''Na economia, a sabedoria tem dúvidas. A ignorância tem certezas absolutas.''

John Richard Hicks (1904-1989), Prêmio Nobel de Economia

Nem com chutometria

Última Forma: revisão metodológica sem aviso prévio na econometria do PIB verde-amarelo de anemia avisa aos navegantes e governantes que o PIB de 2002, tempo de pânico, cresceu 1,9% e não 1,5%. Vai daí que, por efeito estatístico, nas marolas do reajuste metodológico, o PIB de 2003, vencimento da primeira das quatro prestações dos 10 milhões de empregos do Lula lá, não mais leva jeito de crescer 0,8%. Tende a ficar em 0,4%. Ou menos.

A revisão metodológica na produção dos índices básicos da macroeconomia (produção, emprego e inflação) constitui um exercício indispensável, sobre ser melindroso. Se a realidade econômica muda ou se transfigura, que se ajuste a métrica dela.

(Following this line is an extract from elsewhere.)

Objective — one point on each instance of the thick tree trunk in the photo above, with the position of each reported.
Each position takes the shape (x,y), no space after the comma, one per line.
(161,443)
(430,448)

E como tem mudado de curso, de ritmo, de formato e de conteúdo nosso processo econômico ainda poroso e medroso.

Ocorre que o governo Lula só ficou sabendo da mudança da metodologia na apuração do PIB, aplicada no inventário do terceiro trimestre, nesta última semana de novembro - pós decepção coletiva com crescimento de apenas 0,4% para uma expectativa de até 2,6%. Descoberta tardia para a versão final do Orçamento-Geral da União de 2004 - que projeta PIB de 3,5% sobre uma base 2003 agora rebaixada pela elevação retroativa da base 2002. Durma-se.

Bem, como a gente tropeça a cada passo na estatística, pegadinha da matemática, temos que na análise econômica estabelecida entre nós até o passado tem sido imprevisível. Temos que refazer, rapidinho, todos os cálculos, contratos e projeções que tomam como referência o curso do PIB.

Da dívida pública ao crédito privado, da carga tributária aos pisos orçamentários de ordem constitucional, entre outros, estamos tratando com rubricas de magnitude telúrica. Qualquer revisão à direita da vírgula aciona para baixo ou para cima recursos ou valores na casa de bilhões.

A fragilidade estatística da economia brasileira não é culpa do IBGE. Nem da FGV, do Ipea, da Fipe ou do Dieese. Bem ao contrário. Nossas usinas de econometria tiram leite de basalto na prospecção de fenômenos translúcidos no terreno minado do econômico e do social.

Não bastasse a escalada de mudanças rápidas e profundas na economia e na sociedade, desde meados dos anos 80, aqui dentro e lá fora, temos entre nós o complicador ainda maior da crescente ''informalização'' do sistema produtivo - danificando a qualidade e erodindo a confiabilidade da econometria brasileira.

Dá para fazer a ponderação segura da margem informal ou oculta dos mercados, dos negócios, dos salários, dos empregos? Tanto mais, informalidade em expansão continuada por obra e (des)graça do garrote tributário, do arrocho monetário, do sufoco orçamentário, do estorvo regulatório. Nem com chutometria.

Secos & Molhados

Bola-de-neve

Ou pior: bola de lama. A informalidade já trafega no estágio superior da criminalidade. Qual terá sido, nos últimos 12 meses, o PIB Negro da sonegação, do contrabando, da pirataria, da falsificação e do roubo de carga por encomenda? Essa economia subterrânea pero no mucho não deixa impressões digitais. Ou deixa?

Sem carteira

No mercado de trabalho consta que o exército sem farda dos informais ensaia ganhar por 2 x 1 da brigada dos assalariados com registro em carteira. Se é que daria para definir o perímetro correto da População Economicamente Ativa (PEA). A partir dos 14 anos de idade? Ou dos 10 anos?

Sem nexo

Na manchete: ''Cresce o trabalho infantil no Brasil''. Na página 18: ''Desemprego cresce na faixa de 10 a 15 anos''. No rodapé da página 18: ''Busca do primeiro emprego cresce 1.000 por dia''. Ou ainda: ''Cerca de 27% dos aposentados procuram trabalho''.